Aslında o kadar ciddiyeti büyük bir konuya kalem oynatmaktayım ki kalemimin titreyişi de inanın ondan. Aman ha yanlış bir şey yazarsam endişesinden ziyade, doğru yazdığımın vereceği rahatsızlıktan çekiniyorum ama bu bir anne olarak, yüreğimin kanamasından çok da önemli değil şu dakika doğrusu.
Kocaman bir uçak içinde moralleri tavan yapmış onlarca insan, hafta sonu pikniğe gidermişçesine katalog çekimi yapmaya gidercesine bir araya gelmiş, sözüm ona moral dağıtıcı sporcular sanatçılar!
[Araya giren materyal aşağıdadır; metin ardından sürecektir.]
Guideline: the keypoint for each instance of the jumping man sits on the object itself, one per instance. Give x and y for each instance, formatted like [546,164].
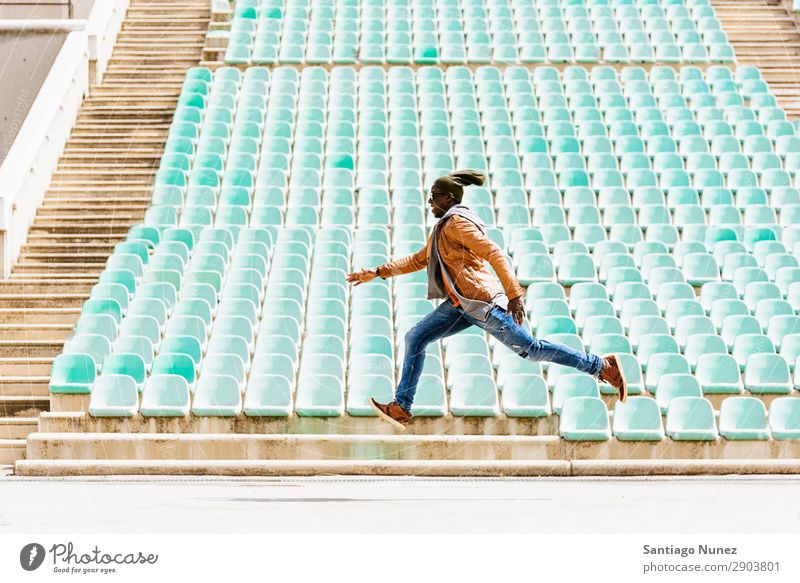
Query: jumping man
[454,257]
Birçoğunu yakinen tanıyor, öncelerini sonralarını takip ettiğimiz için söylemlerini de eylemlerini de biliyoruz magazin basını sayesinde, televizyon kanalları sayesinde.
Sanatçı topluma örnek olmak zorunda değildir diyenlerde var içlerinde, toplumun değerlerini hiçe sayanlarda. Duruşundan ödün verende var, duruşun ne olduğunu henüz bilmeyende.
Vatan söz konusu olduğunda bütün sıfatlarından elbet arınabilir insan, birleştirici olabilmek adına kendinden hiç düşünmeden ödün verir insan, amma velakin!!!
Basına düşen fotoların ve haberlerin yön göstericiliğinde uçağın içinde bulunan bazı sanatçıların(!) açıklamalarından, kendi özel sosyal medya hesaplarından yaptıkları paylaşımlardan dolayı, söz söyleme hakkını kendimde buluyorum doğrusu, neden mi?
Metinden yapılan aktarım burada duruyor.